Monday, November 23, 2015

My letter to the Philadelphia Inquirer re: Learn Economic Nonsense from the Fed



Re: Fed to help teachers learn finance

Dear Sirs:
Here is what the Fed will teach about money and finance:

Lesson #1: Print money
Lesson #2: Print more money
Lesson #3: Print even more money

Here is a quote from Mr. Bill Martin, a high school teacher who has taken many Fed classes:

"We hook the students with questions about the $100,000 bill," he said: "Where does money come from? It's created by lending. You take some of that $100,000 bill, lend it at an interest rate, say, to 100 people, and they grow a business and it becomes $200,000. That's how wealth is created. Growth doesn't happen unless lenders lend. You borrow to grow, and then pay it back with interest."

It's magic! (Or is it?) If banks can create $100,000 of wealth at the stroke a pen (by lending), why can't you or I do the same thing? We print $100,000 on our personal copiers and lend it at interest. Voila! Instant wealth!

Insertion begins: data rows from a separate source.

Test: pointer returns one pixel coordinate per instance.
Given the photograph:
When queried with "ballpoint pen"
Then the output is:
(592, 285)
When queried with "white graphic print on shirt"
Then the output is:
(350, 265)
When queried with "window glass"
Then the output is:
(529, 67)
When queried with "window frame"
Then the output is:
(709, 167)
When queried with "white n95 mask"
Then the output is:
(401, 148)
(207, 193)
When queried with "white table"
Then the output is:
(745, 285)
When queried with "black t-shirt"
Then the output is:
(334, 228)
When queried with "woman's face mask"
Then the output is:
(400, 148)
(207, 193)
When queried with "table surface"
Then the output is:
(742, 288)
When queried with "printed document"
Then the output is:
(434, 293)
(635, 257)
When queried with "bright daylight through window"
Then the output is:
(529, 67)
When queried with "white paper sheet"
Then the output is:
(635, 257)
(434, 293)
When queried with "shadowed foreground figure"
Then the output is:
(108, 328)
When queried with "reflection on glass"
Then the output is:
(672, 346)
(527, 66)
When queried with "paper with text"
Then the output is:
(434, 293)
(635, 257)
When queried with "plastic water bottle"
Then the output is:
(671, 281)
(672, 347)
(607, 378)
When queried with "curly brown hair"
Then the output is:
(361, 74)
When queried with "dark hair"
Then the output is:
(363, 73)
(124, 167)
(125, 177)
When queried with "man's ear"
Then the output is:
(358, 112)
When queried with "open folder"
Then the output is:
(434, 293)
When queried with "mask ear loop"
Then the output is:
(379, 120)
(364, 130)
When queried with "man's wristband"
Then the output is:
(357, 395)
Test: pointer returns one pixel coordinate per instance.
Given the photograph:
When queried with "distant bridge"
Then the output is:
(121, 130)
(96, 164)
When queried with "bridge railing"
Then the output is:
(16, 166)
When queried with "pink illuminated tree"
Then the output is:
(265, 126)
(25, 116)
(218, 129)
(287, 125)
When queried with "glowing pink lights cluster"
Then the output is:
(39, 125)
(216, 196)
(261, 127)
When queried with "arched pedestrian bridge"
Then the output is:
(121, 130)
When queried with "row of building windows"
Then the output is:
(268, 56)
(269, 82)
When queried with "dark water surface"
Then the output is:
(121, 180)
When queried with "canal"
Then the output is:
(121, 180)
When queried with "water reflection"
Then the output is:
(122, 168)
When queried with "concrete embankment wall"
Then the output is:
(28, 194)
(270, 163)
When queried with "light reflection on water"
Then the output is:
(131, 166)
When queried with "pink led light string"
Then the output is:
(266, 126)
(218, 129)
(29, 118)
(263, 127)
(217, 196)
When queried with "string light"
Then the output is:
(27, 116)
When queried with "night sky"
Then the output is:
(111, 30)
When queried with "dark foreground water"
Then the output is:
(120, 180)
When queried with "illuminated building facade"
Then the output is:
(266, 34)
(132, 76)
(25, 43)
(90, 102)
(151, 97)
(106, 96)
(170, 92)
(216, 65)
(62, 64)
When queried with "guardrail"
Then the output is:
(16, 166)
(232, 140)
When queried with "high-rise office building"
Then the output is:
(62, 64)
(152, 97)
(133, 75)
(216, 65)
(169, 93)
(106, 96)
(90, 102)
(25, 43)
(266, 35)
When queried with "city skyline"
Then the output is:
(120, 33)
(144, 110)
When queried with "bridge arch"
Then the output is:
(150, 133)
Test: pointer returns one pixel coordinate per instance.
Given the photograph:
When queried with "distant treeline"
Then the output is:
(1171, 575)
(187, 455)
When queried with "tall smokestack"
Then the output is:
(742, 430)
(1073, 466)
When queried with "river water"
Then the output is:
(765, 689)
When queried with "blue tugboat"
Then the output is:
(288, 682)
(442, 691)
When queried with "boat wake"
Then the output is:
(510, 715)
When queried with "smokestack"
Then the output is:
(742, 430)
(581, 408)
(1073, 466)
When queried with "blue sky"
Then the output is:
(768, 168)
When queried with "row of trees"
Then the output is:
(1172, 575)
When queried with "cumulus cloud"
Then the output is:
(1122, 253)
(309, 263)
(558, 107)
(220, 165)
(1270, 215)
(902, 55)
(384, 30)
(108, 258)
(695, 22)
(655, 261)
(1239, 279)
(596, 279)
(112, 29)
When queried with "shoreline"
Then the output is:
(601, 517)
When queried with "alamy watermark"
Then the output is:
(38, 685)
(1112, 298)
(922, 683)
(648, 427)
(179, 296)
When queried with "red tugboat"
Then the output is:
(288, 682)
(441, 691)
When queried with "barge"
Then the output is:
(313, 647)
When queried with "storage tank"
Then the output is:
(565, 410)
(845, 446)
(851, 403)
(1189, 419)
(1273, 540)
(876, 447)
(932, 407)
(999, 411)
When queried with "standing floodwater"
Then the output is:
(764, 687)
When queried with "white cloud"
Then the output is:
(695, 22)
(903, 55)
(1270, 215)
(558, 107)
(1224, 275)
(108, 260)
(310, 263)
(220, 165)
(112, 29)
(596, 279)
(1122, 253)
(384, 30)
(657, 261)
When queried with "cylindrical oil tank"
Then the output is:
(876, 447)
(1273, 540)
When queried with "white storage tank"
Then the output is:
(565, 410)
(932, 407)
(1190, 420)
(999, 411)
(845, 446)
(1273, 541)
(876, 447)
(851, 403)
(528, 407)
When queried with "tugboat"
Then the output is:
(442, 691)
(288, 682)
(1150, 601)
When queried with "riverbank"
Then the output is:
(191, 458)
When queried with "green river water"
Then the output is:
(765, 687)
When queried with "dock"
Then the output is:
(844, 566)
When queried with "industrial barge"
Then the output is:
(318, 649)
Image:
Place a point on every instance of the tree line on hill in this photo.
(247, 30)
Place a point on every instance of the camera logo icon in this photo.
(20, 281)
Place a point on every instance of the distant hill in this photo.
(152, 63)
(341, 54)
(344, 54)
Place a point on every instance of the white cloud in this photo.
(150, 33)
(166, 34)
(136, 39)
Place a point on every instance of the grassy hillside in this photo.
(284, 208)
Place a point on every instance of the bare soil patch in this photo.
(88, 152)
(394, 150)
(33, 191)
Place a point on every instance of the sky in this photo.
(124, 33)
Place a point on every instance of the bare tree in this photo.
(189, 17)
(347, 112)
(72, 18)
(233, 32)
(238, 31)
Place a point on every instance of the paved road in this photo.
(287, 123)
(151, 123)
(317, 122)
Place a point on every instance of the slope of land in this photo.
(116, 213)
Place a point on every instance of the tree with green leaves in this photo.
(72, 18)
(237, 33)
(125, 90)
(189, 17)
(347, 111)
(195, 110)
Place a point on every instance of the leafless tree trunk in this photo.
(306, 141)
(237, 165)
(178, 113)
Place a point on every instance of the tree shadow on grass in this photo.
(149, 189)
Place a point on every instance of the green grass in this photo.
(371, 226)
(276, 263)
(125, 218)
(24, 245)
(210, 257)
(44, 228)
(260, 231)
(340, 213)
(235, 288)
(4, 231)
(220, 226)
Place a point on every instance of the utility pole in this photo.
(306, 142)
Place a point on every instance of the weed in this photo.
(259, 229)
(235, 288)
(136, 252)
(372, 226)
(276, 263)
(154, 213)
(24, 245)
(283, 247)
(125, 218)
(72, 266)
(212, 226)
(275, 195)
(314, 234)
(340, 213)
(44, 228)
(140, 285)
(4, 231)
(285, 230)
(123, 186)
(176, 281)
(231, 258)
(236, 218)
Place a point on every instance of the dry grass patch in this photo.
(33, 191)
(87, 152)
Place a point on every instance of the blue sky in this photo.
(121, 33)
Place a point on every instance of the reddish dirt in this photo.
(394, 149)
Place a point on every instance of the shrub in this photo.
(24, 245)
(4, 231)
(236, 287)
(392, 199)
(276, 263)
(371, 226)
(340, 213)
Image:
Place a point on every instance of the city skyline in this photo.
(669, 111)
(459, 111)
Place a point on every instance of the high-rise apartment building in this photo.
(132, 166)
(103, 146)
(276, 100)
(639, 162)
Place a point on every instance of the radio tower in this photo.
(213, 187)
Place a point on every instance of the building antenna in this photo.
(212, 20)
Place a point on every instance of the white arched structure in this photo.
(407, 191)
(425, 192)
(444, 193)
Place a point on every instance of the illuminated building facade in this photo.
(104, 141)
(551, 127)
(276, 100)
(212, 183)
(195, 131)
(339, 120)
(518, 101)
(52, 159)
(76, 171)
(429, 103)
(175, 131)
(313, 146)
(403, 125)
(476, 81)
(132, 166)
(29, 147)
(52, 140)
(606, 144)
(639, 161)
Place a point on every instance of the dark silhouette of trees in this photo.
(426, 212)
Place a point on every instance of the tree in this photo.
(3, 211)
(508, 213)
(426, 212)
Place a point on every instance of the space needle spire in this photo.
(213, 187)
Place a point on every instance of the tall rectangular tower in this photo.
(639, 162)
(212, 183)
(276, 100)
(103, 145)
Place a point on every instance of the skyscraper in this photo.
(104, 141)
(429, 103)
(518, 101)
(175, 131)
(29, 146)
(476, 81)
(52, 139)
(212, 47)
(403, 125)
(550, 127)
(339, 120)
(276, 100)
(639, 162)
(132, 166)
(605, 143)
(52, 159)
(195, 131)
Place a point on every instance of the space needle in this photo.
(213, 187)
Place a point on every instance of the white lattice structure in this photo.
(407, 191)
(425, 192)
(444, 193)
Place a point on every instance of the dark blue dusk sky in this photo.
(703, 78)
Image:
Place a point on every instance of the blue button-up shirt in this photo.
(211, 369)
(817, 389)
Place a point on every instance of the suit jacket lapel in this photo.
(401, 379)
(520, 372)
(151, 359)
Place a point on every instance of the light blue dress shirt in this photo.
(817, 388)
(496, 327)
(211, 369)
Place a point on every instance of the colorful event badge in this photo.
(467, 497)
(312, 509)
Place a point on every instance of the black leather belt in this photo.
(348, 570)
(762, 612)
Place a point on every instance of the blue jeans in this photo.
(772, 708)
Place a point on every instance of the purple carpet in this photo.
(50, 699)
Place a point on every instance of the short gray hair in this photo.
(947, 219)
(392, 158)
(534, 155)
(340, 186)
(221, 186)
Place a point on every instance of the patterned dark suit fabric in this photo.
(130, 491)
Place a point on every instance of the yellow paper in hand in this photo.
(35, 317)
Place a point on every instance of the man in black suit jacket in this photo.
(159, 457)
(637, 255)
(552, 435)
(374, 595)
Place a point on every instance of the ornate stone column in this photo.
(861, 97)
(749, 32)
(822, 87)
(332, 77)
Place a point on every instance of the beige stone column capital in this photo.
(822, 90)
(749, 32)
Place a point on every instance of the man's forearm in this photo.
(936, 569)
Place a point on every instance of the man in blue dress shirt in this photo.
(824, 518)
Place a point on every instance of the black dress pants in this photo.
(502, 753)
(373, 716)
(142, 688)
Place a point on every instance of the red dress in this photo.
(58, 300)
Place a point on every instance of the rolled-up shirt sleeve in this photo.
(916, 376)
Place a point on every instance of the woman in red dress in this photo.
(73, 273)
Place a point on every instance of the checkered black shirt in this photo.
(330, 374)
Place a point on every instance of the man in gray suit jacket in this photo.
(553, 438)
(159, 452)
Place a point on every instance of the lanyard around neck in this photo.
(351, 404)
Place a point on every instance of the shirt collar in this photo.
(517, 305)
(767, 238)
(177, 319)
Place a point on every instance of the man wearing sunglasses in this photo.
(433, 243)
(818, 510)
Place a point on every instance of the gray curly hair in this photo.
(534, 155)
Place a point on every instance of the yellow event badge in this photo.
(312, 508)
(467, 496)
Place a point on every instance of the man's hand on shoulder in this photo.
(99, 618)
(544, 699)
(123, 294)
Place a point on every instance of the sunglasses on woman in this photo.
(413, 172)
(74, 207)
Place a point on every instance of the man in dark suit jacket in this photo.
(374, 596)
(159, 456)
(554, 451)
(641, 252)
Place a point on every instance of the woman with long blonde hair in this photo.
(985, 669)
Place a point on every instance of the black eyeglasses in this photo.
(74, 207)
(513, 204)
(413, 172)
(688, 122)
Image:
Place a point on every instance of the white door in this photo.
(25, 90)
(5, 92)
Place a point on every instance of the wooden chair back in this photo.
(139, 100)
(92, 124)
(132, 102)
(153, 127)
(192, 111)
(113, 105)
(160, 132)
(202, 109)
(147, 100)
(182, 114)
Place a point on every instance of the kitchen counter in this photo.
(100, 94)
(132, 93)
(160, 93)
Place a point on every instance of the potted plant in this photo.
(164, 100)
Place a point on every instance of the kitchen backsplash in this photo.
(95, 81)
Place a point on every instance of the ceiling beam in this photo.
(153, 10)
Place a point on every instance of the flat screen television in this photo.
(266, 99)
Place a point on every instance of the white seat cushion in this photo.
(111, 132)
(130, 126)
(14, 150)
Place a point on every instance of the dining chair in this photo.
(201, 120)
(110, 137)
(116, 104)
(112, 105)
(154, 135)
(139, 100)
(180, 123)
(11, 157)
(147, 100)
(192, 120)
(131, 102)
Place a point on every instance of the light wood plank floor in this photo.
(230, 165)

Pardon me if I do not believe this nonsense. Wealth is created by hard, smart work, plus saving to build capital. It is not created at the stroke of a pen or from the rollers of a printing press.
 

Thursday, November 12, 2015

Another socialist EU proposal to reward irresponsibility

From today's Open Europe news summary:

Commission eyes jointly funded Eurozone deposit guarantee scheme

The Financial Times reports that, according to leaked documents seen by the paper, the Commission is planning to create a Eurozone Deposit Guarantee Scheme, which would initially support national schemes but eventually replace them with a fully mutualised system by 2024. The move is strongly opposed by Germany, which is currently the only Eurozone state to have a fully funded deposit guarantee scheme, as required by EU law.
 
 
Despite the fact that centralization of money and banking regulation at the EU has led to nothing more than an increase in member state transfer payments funded by debt, the EU Commission continues business as usual. It is blind to the consequences of its actions and desires a steady march toward a European super state.
 
Germany must leave the European Monetary Union before these new laws come into existence. Its national wealth is being stolen by back door policies such as this. Furthermore, it is not in Europe's long term interest to have Germany's wealth destroyed. Germany needs to regain control of its own economy and can do so only by regaining control of its own money and banking system. This is not abandoning Europe but saving Europe from itself. Without German guarantees the rest of Europe would be forced to abandon the worst of their socialist policies. The best role for Germany is to set a good fiscal and monetary example for the rest of the EU (plus the US and the rest of the world) to emulate.